The service: a transaction processing API, ~200 req/s, Node.js 18, Express, PostgreSQL (pg pool), Redis (ioredis).

Symptoms:

Initial checks:

Terminal window
# Check current memory
curl http://localhost:3000/health | jq '.memory'
# {"heapUsed": 890MB, "heapTotal": 1100MB, "rss": 2100MB, "external": 850MB}
# heapUsed is extremely high — objects accumulating on the V8 heap
# The gap between heapUsed and rss includes V8 overhead and native allocations

The high heapUsed (890MB) pointed toward JavaScript objects accumulating — likely Maps, closures, or cached data holding references to request/response bodies.

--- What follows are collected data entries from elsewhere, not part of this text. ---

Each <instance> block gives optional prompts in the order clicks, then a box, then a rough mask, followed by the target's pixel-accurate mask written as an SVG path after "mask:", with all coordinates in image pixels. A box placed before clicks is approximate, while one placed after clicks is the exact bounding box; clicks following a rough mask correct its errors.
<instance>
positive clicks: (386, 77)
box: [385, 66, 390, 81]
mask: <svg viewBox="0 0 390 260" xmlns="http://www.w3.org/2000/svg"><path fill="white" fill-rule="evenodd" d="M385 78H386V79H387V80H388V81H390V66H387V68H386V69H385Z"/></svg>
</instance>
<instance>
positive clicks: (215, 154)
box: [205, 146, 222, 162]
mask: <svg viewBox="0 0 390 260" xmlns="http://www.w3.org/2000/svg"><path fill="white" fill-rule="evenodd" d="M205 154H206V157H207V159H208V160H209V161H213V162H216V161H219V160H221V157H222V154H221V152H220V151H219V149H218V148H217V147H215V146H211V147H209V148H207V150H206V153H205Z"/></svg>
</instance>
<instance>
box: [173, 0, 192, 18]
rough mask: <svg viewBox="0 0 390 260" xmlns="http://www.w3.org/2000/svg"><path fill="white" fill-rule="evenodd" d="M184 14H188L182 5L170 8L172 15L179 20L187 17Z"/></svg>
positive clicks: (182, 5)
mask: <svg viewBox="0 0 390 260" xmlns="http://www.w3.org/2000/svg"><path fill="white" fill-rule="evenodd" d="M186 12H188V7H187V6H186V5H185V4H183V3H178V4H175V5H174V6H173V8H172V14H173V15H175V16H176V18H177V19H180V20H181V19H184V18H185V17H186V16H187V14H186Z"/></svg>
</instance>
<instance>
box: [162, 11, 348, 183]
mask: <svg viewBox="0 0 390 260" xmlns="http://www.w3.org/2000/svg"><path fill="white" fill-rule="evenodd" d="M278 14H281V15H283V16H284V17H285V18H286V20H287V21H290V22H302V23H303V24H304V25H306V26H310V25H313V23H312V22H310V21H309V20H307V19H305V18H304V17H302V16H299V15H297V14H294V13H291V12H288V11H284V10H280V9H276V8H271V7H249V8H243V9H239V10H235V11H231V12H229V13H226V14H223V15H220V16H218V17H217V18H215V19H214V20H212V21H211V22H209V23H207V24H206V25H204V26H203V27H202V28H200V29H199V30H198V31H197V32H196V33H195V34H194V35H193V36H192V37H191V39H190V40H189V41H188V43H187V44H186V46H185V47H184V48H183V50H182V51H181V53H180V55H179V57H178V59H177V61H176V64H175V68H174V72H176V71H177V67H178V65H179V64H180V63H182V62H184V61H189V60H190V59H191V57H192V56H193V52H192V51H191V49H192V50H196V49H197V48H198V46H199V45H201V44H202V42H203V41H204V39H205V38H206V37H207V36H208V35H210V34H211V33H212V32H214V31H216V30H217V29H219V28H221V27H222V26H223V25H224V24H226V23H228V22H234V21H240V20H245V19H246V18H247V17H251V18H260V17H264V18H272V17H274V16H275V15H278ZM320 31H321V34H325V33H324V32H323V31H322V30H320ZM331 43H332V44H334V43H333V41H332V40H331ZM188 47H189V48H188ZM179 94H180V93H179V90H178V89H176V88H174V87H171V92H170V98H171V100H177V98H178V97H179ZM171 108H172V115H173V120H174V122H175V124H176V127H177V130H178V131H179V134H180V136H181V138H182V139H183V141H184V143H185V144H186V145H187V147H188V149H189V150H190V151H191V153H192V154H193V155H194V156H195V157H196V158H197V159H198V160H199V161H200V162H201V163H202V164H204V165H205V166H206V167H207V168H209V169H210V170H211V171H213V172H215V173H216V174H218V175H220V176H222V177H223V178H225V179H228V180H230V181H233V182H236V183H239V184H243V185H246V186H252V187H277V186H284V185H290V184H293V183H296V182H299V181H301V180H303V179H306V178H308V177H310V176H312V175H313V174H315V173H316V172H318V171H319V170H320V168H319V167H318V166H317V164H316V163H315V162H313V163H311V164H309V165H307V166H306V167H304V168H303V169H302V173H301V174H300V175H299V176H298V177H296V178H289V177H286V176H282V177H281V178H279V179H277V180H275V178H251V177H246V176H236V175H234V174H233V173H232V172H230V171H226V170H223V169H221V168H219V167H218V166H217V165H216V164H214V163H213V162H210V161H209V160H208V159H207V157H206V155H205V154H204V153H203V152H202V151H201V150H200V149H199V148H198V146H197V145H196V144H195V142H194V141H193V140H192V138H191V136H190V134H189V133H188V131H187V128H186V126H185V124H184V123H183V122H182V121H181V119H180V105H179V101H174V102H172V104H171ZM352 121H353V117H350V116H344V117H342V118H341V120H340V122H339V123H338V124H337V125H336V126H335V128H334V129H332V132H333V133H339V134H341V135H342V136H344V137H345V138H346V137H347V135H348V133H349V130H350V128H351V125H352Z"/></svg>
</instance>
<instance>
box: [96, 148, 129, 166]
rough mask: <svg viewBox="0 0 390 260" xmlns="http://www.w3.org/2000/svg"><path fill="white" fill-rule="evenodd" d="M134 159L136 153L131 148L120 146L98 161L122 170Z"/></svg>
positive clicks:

Step 1: Taking Heap Snapshots

// Add to your Express app temporarily
const { writeHeapSnapshot } = require('v8');
app.get('/debug/heap-snapshot', (req, res) => {
const filename = writeHeapSnapshot(); // writes to CWD
res.json({ filename });
});

The three-snapshot technique:

  1. Snapshot 1: After startup (baseline)
  2. Snapshot 2: After some load (5-10 minutes)
  3. Snapshot 3: After more load (same interval)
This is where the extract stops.